January 23, 2023
The Girl Scouts in Troop 98010 earn badges, make bracelets and go on camping trips, just like any troop would. But twice a month, the scouts embark on a special journey to Riverside Correctional Facility in Northeast Philadelphia to visit their mothers and involve them in troop activities.
All 25 members of Troop 98010 are children with mothers in prison. They are participating in Girl Scouts Beyond Bars, a national program launched in 1992 to blunt the impact of incarceration on families. The Girl Scouts of Eastern Pennsylvania was one of the program's earliest adopters, and 30 years later, it's still serving kids across Philadelphia.
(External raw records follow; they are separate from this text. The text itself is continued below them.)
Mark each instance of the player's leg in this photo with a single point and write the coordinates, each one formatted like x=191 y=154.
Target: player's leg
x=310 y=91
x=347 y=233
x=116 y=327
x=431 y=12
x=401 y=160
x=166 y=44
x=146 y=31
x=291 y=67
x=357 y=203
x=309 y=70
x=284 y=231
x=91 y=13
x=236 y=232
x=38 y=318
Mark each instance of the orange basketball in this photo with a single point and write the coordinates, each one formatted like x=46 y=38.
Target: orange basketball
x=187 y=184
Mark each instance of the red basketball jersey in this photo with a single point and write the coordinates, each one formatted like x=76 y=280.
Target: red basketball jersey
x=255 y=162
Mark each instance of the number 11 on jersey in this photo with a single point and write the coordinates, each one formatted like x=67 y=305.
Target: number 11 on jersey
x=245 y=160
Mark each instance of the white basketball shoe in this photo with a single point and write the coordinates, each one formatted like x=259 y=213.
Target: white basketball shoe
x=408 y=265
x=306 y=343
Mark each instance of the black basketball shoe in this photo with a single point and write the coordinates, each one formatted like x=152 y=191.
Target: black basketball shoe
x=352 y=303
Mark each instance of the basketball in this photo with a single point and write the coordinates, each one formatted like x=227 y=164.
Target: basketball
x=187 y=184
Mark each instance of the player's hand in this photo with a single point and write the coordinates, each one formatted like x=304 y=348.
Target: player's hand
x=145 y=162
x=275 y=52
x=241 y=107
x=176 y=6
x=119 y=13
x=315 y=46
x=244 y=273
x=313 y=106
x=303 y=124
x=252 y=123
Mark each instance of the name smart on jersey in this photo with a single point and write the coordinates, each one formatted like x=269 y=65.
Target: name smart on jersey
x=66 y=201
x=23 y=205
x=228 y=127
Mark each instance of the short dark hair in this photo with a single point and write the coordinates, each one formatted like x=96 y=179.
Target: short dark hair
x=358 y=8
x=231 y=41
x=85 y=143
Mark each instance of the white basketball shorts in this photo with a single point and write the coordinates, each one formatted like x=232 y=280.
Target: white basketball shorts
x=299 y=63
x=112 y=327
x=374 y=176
"We want them to advocate for themselves, use their voices, feel empowered to make great decisions and to go against the crowd," said Carin Johnson, the mission delivery director for Philly. "We want them to say, 'Hey Miss Carin, I'm not feeling great today. I miss my mother.' Or, you know, be able to express their emotions and take action around what is going on in their world. And to be able to articulate that in a way that is positive, so they're not holding that in, and then it comes out or manifests itself in a negative way.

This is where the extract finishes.